Les images latentes d’Alexandre Lenoir

GALERIE ALMINE RECH, Paris, Mars – Mai 2020

Si je n’ai guère été convaincue par les couleurs flashy du pop britannique Allen Jones, en revanche, la petite exposition que la galerie Almine Rech consacre dans le même temps au peintre Alexandre Lenoir a retenu toute mon attention. Un travail où quelques figures tirées de photographies longuement méditées et projetées à l’échelle du support à venir (échelle 1) se révèlent sous une incroyable densité de matière, au terme d’une longue maturation. L’artiste rapproche d’ailleurs sa technique du processus photographique :

Je ne cherche pas à avoir un rendu réaliste car je travaille dans l’obscurité, avec des masquages. J’appose du scotch, puis des lavis de peinture les uns sur les autres, et lorsque je le retire, je découvre mon travail.
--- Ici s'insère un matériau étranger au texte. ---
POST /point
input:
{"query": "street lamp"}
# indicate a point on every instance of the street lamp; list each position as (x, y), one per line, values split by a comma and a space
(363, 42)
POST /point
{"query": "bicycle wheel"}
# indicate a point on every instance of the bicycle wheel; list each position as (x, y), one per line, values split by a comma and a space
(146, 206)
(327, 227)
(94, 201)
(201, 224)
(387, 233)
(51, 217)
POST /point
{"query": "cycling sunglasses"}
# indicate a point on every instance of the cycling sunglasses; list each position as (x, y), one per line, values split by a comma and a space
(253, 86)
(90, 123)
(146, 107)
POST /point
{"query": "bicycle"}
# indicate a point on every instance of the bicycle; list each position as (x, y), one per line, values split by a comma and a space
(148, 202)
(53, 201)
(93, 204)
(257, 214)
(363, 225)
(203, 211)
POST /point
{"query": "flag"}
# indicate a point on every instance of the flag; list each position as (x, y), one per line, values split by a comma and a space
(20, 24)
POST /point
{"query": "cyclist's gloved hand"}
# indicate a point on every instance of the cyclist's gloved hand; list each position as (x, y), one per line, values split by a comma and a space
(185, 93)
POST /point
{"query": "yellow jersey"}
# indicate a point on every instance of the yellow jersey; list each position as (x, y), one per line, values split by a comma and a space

Ce procédé est proche de la photographie, avec cette latence dans l’image qui arrive progressivement.

Une technique par ailleurs marquée par la primauté laissée à la peinture et un désir de l’artiste de s’effacer dans le geste. Des toiles monumentales frôlant l’abstraction, où seules quelques présences fantomatiques, en creux, affleurent, susceptibles de laisser la porte ouverte à de nombreuses interprétations, à éveiller d’autres souvenirs chez le spectateur. Un travail de la mémoire né d’éléments contrastés : la fluidité du lavis s’oppose à l’accumulation de couches picturales, des teintes sourdes contrastent avec quelques touches vives, la qualité abstraite des œuvres se mêle à un côté narratif…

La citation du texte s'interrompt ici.